After five months of discussions, Gavin Andresen works to change bitcoin’s block size to 8MB. The new block size will be introduced in 2016. And from 2016 onwards, the size is expected to double every two years.

The long debate over the bitcoin block size is over. The updates being done to the bitcoin code have been published by the core developer Gavin Andresen on GitHub. The block size will change from 1MB to 8MB, with further doubling every two years – so in 2018, it will reach 16 MB, then 32MB in 2020 and so on.

The discussion started after a blog post published by Andresen in January:

“...if we increased the maximum block size to 20 megabytes tomorrow, and every single miner decided to start creating 20MB blocks ..it would run just fine.”

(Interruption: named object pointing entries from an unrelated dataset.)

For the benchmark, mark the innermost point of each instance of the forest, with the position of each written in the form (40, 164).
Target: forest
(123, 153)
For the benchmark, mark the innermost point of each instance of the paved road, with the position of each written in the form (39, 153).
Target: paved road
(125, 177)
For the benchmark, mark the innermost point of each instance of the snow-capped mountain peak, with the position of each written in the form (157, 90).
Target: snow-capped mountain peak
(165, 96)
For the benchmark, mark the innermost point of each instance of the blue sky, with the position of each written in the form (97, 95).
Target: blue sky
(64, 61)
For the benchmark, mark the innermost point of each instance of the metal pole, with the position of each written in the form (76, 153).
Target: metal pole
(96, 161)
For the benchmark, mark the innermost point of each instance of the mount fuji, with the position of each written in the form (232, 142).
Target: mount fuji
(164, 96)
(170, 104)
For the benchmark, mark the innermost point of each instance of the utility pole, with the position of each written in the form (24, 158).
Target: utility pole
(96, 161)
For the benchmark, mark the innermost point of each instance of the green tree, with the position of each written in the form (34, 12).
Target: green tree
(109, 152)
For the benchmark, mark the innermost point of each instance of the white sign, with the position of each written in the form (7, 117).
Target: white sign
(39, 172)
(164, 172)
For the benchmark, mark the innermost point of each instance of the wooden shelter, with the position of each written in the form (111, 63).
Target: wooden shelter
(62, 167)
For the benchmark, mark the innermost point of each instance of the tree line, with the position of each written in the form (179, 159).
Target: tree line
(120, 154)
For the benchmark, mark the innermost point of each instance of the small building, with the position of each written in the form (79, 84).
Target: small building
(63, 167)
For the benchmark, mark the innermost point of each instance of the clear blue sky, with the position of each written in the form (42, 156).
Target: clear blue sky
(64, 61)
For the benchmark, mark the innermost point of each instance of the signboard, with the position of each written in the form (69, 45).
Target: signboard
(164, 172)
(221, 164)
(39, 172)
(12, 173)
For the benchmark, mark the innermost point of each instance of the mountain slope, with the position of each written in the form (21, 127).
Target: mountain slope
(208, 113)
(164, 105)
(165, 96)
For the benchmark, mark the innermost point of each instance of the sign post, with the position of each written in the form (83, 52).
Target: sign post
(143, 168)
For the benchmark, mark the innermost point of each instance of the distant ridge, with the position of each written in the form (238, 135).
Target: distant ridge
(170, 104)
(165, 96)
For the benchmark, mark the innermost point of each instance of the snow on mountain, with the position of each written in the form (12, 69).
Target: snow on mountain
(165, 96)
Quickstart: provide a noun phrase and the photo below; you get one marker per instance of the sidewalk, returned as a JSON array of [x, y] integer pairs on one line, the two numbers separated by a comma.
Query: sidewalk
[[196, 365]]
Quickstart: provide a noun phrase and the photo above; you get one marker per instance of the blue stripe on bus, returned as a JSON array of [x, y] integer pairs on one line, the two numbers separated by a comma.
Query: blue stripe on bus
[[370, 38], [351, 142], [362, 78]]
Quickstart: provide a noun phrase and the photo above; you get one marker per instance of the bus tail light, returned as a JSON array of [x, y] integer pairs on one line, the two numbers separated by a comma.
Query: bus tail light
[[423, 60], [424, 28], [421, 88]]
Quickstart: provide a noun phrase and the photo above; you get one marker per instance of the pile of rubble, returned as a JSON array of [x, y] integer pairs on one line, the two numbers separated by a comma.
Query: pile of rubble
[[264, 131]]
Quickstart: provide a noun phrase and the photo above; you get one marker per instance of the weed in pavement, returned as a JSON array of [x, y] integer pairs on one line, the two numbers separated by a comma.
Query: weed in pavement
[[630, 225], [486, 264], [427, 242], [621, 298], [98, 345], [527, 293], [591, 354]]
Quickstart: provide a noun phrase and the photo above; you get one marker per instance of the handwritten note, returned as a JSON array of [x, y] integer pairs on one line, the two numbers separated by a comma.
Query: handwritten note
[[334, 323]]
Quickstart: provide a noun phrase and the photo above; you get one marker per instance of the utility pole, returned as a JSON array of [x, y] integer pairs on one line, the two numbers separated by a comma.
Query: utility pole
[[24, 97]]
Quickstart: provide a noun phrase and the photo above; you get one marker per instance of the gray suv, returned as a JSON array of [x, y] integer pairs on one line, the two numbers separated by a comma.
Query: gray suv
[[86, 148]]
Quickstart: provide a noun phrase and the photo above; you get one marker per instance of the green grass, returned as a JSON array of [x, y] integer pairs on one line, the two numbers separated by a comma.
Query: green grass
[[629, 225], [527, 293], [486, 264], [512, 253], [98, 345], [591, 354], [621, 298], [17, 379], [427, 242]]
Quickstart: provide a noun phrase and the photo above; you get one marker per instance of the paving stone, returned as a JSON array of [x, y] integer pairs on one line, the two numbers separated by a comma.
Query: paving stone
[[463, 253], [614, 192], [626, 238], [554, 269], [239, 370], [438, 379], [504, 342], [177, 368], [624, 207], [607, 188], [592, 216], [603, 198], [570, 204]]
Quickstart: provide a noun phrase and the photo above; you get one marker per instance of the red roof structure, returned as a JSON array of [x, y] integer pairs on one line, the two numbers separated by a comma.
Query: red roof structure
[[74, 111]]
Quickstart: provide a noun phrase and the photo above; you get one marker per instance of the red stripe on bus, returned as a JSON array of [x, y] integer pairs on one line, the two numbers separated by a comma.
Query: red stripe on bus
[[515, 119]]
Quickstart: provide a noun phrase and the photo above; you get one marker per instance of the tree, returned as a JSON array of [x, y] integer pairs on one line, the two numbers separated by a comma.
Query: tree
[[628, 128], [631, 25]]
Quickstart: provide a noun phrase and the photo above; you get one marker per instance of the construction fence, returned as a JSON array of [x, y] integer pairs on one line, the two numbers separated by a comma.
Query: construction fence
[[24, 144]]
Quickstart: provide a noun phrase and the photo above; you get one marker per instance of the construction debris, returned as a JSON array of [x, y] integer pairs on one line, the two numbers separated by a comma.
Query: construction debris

Current block size, 1MB, allows only seven bitcoin transactions per second which becomes insufficient as the number of bitcoin transactions in the world grows. However, there are fears that the block size increase will make bitcoin miners more powerful, ultimately damaging the decentralized character of the cryptocurrency.

Chinese mining pools seem to have played the decisive role in the debate. As CoinFox wrote recently, a joint statement of BTCChina, Huobi, F2Pool, BW and Antpool favoured a compromise – an increase of the block size to 8MB instead of 20MB.

CoinFox will monitor further developments.